Call it a loan, financing or mutuo: legally, when someone transfers ownership of a sum of money and the other party undertakes to return an equivalent amount, there is a mutuo contract (loan-for-consumption) (Federal Civil Code, art. 2384). If, in addition, consideration for the use of the money is agreed, it is a mutuo con interés (interest-bearing loan-for-consumption) (Federal Civil Code, art. 2393). What matters is not the title of the document, but that its clauses accurately state what the parties want.

Interest: free, with a safety net

The parties set whatever rate they want — higher or lower than the statutory one. But the Code itself provides the counterweight: if the interest is so disproportionate that it gives well-founded grounds to believe that the debtor's financial distress, inexperience or ignorance was abused, the judge may equitably reduce it down to the statutory rate at the debtor's request (Federal Civil Code, art. 2395, the doctrine of lesión). And in credit instruments, the First Chamber of the Supreme Court (SCJN) has additionally built the doctrine of usury — we address it in depth in the maximum legal interest on a loan.

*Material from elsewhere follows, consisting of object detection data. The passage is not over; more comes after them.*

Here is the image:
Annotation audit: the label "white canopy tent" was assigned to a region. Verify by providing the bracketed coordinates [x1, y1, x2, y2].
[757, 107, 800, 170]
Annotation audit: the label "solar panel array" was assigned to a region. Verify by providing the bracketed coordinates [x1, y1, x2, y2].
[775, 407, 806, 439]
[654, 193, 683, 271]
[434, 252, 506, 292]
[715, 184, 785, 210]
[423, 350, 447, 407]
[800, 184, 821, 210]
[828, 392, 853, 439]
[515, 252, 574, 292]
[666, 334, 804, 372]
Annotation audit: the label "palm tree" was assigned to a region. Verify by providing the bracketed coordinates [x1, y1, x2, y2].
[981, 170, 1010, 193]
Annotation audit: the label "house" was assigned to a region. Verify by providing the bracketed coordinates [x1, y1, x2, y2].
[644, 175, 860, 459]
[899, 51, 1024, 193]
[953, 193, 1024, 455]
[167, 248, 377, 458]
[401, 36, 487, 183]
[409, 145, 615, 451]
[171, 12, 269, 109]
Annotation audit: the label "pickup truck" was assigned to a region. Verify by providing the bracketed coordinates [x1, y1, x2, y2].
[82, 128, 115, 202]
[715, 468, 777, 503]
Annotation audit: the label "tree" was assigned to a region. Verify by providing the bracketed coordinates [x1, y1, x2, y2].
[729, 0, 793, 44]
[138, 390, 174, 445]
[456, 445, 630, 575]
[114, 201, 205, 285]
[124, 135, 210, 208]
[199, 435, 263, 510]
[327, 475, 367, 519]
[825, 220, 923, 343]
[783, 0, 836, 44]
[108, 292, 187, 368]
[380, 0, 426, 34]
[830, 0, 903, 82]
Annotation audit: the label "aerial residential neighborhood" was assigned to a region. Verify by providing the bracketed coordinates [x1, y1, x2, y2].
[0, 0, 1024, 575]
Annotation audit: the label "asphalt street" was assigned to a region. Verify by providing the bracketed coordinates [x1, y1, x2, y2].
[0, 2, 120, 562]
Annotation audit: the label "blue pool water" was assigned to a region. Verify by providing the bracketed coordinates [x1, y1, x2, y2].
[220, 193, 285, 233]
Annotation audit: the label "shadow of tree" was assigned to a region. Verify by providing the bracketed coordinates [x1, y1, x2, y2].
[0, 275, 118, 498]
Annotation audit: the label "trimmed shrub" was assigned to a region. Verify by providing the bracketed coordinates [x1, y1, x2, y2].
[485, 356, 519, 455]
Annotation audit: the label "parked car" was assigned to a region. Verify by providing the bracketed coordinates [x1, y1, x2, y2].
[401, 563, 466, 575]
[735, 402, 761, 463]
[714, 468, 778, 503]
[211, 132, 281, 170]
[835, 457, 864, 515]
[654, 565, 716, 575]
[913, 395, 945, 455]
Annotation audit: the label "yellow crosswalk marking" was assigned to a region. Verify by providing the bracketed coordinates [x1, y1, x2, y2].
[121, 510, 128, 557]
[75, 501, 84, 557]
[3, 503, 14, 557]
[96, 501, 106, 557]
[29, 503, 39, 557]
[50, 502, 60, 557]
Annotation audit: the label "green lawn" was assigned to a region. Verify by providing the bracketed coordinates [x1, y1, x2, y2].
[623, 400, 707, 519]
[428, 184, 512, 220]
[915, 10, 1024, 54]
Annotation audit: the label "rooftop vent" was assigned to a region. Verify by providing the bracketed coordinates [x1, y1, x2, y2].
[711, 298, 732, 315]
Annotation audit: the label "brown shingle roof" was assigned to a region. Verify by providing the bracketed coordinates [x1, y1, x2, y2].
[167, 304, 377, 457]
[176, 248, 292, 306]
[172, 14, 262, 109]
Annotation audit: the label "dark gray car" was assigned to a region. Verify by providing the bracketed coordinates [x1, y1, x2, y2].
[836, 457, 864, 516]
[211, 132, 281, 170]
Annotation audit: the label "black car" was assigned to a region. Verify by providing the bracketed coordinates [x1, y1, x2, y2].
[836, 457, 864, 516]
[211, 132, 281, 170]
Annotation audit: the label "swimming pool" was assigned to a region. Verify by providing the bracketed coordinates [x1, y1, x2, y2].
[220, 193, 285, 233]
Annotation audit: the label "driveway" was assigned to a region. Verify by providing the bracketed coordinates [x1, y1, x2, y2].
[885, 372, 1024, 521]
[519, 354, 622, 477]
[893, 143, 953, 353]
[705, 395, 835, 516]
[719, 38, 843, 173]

  • Civil statutory interest: 9% per year (Federal Civil Code, 2395) — applies if the parties agreed on interest but not the rate.
  • Commercial default interest (default rule): 6% per year (Commercial Code, 362) — if the loan is commercial and the parties did not agree on a default rate.

Civil or commercial?

A loan between individuals with no commercial purpose is governed by the Civil Code; when one of the parties is a merchant or the money is used for acts of commerce, we are dealing with a commercial loan (Commercial Code, arts. 358–364). The distinction matters for the default interest rules, the statute of limitations and the procedural route. In professional practice, the transaction is documented so that the route is clear from day one.

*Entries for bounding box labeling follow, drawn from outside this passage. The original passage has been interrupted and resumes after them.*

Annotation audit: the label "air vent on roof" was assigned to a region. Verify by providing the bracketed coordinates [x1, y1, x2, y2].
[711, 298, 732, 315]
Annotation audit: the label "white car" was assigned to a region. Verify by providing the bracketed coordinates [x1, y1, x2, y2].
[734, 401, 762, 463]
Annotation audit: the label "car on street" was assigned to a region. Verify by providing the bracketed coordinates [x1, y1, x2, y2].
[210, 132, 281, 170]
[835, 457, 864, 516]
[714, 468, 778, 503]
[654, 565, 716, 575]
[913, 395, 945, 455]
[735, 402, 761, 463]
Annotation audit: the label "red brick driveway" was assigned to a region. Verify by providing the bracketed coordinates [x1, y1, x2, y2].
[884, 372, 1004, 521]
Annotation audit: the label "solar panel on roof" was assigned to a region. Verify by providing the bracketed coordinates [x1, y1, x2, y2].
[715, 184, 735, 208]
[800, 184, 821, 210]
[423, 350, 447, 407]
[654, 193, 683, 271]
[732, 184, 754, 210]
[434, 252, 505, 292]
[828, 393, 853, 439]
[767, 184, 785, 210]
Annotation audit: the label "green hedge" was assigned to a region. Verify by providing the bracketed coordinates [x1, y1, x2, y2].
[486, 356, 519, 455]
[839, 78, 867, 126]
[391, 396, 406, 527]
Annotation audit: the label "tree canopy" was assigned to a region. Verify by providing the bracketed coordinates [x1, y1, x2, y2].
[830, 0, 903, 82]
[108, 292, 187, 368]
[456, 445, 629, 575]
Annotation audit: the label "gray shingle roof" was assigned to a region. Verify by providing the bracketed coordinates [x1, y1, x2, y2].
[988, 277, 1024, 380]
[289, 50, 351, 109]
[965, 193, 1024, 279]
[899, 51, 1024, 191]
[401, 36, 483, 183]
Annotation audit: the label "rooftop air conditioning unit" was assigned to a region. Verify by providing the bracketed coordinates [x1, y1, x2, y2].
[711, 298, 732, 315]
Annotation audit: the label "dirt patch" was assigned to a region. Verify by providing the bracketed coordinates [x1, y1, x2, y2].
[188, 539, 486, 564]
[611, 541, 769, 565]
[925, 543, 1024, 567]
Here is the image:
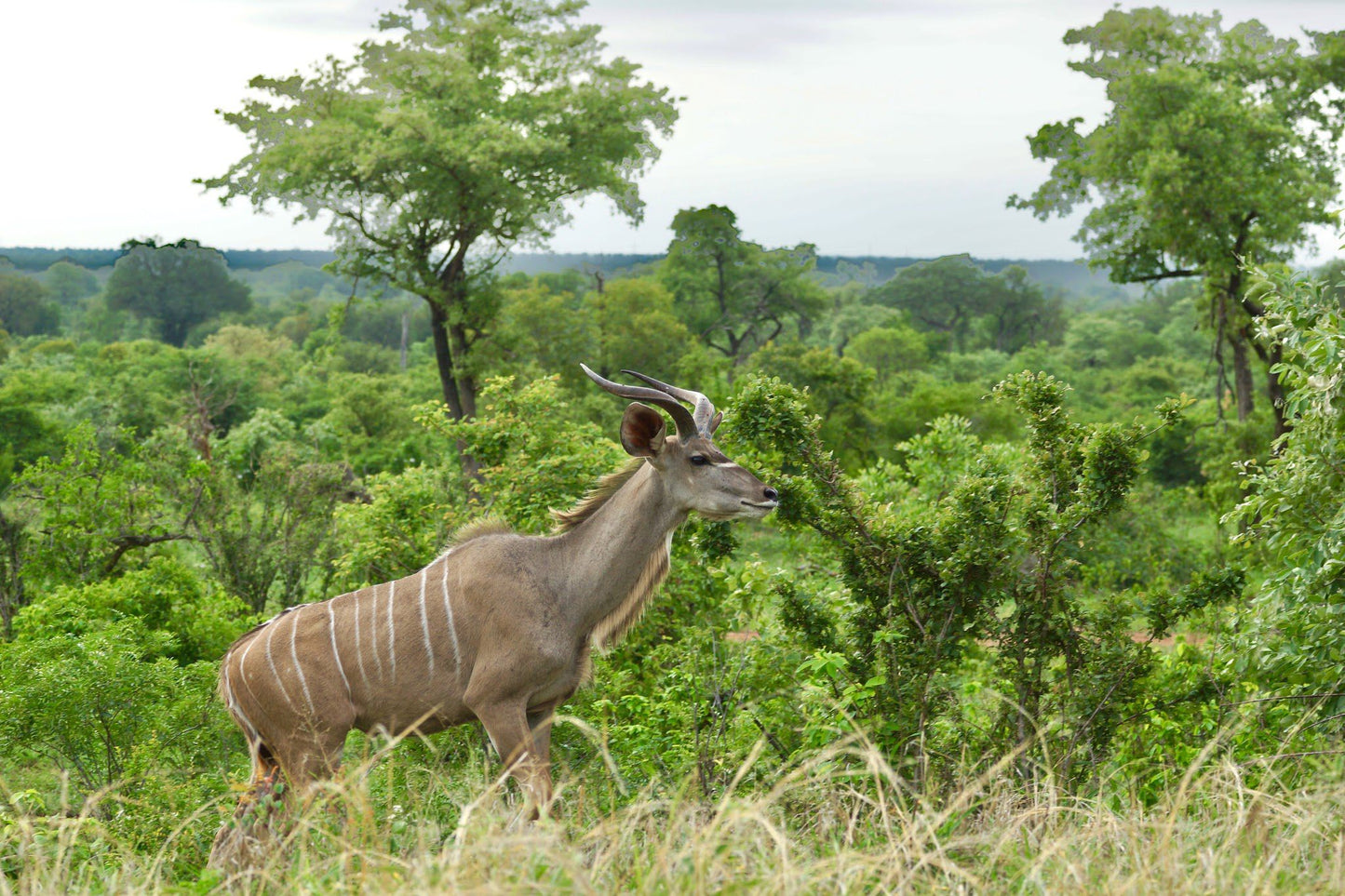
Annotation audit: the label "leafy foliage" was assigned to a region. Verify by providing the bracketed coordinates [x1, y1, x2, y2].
[105, 239, 251, 346]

The clauses that cannot be missing

  1. Complete parties and identification (and the joint obligor, if any).
  2. Amount and form of delivery — ideally by transfer, so the disbursement is traceable.
  3. Ordinary rate and default rate, stated separately and expressed over a clear period (annual/monthly).
  4. Term and payment schedule, with an amortization table attached.
  5. Collateral (mortgage, pledge, guarantor) and its formalization.
  6. Prepayments: whether they are allowed and how they are applied.

And the cross-cutting lock: fecha cierta (certain date) (ratification before a public officer or registration), so that the contract holds against third parties and not just between you. A verbal mutuo, or one on a loose sheet of paper "on someone's word," is collectible in theory and terribly expensive to prove in practice.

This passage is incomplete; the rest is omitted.